ISBN:978-1-85743-624-6
Published by Routledge, United Kingdom and USA

A “Country Case Studies” on Cambodia runs from page 97 to page 118.

From the opening page of the book:
“This book explores China’s quest for energy sources, raw materials and natural resources around the world, with a specific emphasis on oil. China’s ubiquitous presence in Africa, Asia and Latin America is reshaping the world with regards to economics, politics and national security. It offers a comprehensive examination of China’s energy security strategy.

“The first two chapters delve into Chinese relations with energy markets and the world, and the global geopolitics of China’s resource quest. This introductory section is complemented by three in-depth country case studies: Angola, Brazil and Cambodia. The two concluding chapters cover opportunities and risks to China, and examine how strategies can be developed into tangible actions.

“This book offers a number of overlapping debates regarding the varieties of capitalisms (autocratic vs.democratic), the urgent need for rebalancing as the world undergoes global financial crises and contestations to traditional powers, and the issues surrounding natural resource extraction in the context of global governance, neoliberalism and poverty traps.

Key Features
· Offers an in-depth analysis on the geopolitics of China’s resource quest.
· Assists students and scholars in understanding the Chinese model of autocratic capitalism and China’s novel ways of securing resources across three continents.
· Explains China’s energy security strategy and its implications on US national security.
· Explores the links between international relations and the geopolitics of scarcity.
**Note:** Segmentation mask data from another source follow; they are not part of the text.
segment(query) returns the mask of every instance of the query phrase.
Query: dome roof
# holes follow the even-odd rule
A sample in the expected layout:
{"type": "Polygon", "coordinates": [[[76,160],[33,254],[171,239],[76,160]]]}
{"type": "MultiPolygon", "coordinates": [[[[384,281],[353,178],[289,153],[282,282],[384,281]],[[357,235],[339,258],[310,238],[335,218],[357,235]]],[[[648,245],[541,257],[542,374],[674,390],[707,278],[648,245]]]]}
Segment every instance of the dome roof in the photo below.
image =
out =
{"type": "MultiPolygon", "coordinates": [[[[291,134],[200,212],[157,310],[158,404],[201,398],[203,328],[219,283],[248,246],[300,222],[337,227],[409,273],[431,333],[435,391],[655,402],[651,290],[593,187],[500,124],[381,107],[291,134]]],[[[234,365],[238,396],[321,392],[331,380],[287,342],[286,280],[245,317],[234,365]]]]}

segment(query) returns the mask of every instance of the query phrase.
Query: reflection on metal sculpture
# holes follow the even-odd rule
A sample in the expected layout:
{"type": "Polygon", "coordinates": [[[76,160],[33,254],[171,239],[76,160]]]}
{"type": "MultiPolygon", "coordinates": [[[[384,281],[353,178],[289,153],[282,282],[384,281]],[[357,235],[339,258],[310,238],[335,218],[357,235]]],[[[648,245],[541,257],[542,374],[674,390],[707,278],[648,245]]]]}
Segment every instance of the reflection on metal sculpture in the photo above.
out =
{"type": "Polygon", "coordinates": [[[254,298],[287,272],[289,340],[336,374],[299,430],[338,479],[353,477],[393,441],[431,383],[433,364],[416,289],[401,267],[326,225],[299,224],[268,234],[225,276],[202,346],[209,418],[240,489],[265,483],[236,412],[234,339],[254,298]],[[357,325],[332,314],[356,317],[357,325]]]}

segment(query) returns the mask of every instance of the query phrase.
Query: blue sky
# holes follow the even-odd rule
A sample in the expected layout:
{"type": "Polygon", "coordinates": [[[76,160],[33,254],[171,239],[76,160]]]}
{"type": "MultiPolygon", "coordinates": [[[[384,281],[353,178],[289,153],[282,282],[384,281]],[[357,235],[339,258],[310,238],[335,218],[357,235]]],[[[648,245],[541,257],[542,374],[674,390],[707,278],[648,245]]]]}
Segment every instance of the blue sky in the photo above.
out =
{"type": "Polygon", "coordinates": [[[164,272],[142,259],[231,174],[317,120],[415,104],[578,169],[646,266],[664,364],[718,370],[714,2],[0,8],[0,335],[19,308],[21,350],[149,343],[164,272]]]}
“Sigfrido Burgos Cáceres works at the University of South Alabama and is a consultant specializing in international development and foreign affairs. From 2007 to 2012 he was based in Rome, Italy, at the Food and Agriculture Organization of the United Nations. He lives in Mobile with his wife.

“Sophal Ear is an Assistant Professor of National Security Affairs at the US Naval Postgraduate School, Monterey, California. He is the author of Aid Dependence in Cambodia: How Foreign Assistance Undermines Democracy (Columbia University Press).”